Hari sudah beranjak pagi, ku lihat kalian berdua masih saja lelap tertidur. Semakin hari bau menyengat ini mulai mengangguku, biasanya aku lekas menyuruhmu untuk membersihkannya, tapi kali ini aku sangat malas baik menyuruhnymu atau membersihkannya sendiri. "Pagi yang membosankan," ujarku.
Usia pernikahan kita sudah memasuki lima tahun, aku sangat beruntung memilki suami yang sangat pengertian dan penyayang, serta anak perempuan yang cantik dan menggemaskan yang sudah berumur 3 tahun, usia yang sangat lucu-lucunya. Namun aku tak bisa membayangkannya bagaimana ia ketika besar nantinya. "Aku sangat mencintai kalian berdua," ucapku dalam hati semberi mencium kening suami dan anak perempuanku.
Lekas ku beranjak ke dapur menyiapkan sarapan pagi sekaligus makan siang, hanya saja aku sedikit kesal dengan suami dan anakku, sudah seminggu ini kalian tidak mau makan masakanku, terpaksa aku yang menghabiskannya sendirian. Hal ini mengingatkanku ketika aku mengandung putri cantiku dulu, setiap hari saya dan suami selalu pesan makanan melalui aplikasi, anehnya setiap bangun tidur aku selalu memiliki keinginan untuk memasak dan sama sekali tak kucicip makanan tersebut.
"Sayang bangunlah, hari sudah semakin siang, itu ada pesan dari teman kantormu. Katanya hari ini masuk kerja tidak," teriaku kepada suamiku.
Aku lanjut menyiapkan masakan dan bergegas membersihkan dapur, sebelum putri cantikku terbangun. Dia adalah anak yang tidak bisa berdiam diri, selalu saja ada hal yang dilakukannya, apa saja yang ia temui di dapur langsung ia mainkan layaknya sebuah mainan baru. Terkadang ketika aku beres-beres selesai masak, ia pun ikut, awalnya aku merasa terganggu sekali kemudian memberikan bentakan kecil, lalu mukanya cemberut dan mulai mau menangis. Terpaksa aku mempersilahkan putri cantiku ini membantu ku dengan caranya sendiri.
"Ayo sayang lepas bajumu dan langsung mandi, lalu sarapan ya," kata ku kepada putri kecilku.

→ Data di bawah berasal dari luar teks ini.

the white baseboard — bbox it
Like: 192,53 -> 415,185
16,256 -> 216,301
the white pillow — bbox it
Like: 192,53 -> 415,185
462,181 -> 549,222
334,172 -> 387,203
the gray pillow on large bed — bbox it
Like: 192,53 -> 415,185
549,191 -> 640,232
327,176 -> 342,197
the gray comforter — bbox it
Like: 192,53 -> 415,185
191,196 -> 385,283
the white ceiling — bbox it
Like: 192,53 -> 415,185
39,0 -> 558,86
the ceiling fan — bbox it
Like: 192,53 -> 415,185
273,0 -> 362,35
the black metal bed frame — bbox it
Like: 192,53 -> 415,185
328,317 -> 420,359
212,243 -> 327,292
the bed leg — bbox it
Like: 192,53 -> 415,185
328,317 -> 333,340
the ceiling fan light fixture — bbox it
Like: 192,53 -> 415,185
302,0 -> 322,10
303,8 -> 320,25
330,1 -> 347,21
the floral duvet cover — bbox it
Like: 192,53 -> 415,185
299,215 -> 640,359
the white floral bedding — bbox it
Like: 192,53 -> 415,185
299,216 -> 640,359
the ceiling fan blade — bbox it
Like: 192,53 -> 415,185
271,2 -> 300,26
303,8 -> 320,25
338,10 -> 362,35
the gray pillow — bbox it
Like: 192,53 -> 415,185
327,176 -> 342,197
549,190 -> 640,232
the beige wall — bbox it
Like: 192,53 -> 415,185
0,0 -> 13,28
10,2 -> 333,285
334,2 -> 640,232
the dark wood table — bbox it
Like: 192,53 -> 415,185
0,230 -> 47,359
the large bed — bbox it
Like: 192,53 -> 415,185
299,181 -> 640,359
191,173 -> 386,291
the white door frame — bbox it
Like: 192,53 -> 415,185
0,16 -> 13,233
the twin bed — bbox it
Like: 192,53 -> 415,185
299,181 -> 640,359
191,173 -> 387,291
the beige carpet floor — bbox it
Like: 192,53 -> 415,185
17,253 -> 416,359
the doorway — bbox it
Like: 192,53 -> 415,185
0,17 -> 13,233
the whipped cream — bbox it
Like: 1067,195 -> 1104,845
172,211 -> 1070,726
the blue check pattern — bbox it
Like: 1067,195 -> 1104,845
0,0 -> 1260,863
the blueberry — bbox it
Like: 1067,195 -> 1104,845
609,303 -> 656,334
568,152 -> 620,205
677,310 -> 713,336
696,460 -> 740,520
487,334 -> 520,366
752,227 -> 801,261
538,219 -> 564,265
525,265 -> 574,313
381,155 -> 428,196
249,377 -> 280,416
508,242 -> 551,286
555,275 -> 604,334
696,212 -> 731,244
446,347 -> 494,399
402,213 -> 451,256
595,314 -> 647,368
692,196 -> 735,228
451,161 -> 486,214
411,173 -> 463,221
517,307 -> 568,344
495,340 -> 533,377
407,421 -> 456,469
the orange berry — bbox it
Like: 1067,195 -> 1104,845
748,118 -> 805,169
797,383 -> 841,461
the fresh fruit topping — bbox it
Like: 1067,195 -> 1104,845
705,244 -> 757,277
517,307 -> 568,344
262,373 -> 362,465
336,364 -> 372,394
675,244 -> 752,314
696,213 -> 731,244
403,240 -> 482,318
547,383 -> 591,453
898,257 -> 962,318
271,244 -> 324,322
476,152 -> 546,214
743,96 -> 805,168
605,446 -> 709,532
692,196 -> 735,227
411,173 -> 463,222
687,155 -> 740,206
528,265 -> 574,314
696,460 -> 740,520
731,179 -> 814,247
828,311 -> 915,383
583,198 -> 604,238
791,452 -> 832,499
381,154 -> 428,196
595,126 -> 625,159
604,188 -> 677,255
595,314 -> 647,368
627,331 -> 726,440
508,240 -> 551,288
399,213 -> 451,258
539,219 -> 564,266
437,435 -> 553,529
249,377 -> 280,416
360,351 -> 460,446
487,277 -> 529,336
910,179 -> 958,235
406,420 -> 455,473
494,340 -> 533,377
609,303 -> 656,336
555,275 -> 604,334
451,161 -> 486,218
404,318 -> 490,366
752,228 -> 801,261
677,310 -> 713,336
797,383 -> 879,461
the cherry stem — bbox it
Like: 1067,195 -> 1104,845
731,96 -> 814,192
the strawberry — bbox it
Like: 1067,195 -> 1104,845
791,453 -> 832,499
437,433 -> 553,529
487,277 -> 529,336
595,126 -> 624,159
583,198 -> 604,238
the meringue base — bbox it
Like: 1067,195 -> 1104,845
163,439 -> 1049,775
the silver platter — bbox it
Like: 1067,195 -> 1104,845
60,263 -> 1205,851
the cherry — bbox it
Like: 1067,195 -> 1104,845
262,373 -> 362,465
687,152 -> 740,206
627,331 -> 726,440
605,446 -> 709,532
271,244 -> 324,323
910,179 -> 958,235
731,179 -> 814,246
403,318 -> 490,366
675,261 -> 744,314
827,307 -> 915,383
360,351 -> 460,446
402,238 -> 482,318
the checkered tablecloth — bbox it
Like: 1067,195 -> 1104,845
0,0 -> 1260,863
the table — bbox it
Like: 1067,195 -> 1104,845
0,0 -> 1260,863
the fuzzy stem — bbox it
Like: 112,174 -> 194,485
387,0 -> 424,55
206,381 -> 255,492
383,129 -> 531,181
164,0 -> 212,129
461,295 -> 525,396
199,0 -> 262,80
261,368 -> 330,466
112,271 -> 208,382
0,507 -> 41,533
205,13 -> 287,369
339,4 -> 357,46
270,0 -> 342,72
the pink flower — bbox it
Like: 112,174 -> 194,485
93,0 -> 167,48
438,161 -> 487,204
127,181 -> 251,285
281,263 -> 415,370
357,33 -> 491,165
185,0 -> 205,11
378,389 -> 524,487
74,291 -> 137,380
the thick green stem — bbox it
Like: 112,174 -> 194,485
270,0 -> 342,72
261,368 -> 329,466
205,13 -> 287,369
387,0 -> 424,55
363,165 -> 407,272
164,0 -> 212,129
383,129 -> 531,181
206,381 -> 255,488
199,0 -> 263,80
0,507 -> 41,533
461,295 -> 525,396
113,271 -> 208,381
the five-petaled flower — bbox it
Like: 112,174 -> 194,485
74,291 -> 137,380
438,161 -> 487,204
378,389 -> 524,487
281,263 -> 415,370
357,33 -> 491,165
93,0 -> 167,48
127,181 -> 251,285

Selesai memandikannya, aku langsung mengajaknya sarapan, awalya aku kesal dengan ia tidak mau makan, namun dengan sepenuh hati aku membujuknya dan kami pun makan dengan lahap. "Ayo, buka lagi mulutnya, pintar," ucapku.
Tuk! Tuk ! tuk! ....
Terdengar bunyi ketukan pintu yang memanggil namaku dan suamiku, berbegas aku mengintip dari lubang pintu, ada beberapa warga sudah berkermurun di depan rumah, aku menjadi bingung, pasti setiap pagi mereka slealu melakukan hal ini dan seperti biasa aku tindak menjawab dan kembali beraktifitas seperti biasanya. "Sayang, jangan digubris mereka di depan ya, saya tidak mau berbaur lagi, sudah seminggu ini kelakuan mereka seperti itu," kataku kepada suamiku.
Segelas teh hangat sudah tersaji di atas meja, seakan-akan memberikan ketenangan kepada ku selepas melakukan beres-beres rumah dan aktivitas lainnya. Tidak lupa ku nyalakan televisi sehingga ada yang menemani diriku yang tentunya akan lebih fokus dengan handphone ku. Saat-saat seperti ini, biasanya kuingat kenangan-kenangan manis bersama sumiku, ia selalu saja memberikan kejutan kepada ku setiap bulannya, mulai dari membelikan barang kesukaan serta mengajak makan ke tempat baru dan memberi kejutan dengan berlibur ke luar kota. "Aku jadi kangen masa-masa itu," ujarku dalam hati.
Hanya saja, ada yang tidak ku sukai darinya, namun ketika aku marah dia selalu meminta maaf meski aku yang salah, dia sangat pengertian, terutama atas sakit ku dahulu yang pernah aku alami, sehingga tidak ada laki-laki lain yang mau menikahiku kecuali suamiku ini, dia benar-benar mencintaiku. "Parasku juga sangat cantik," kata ku dengan sombong.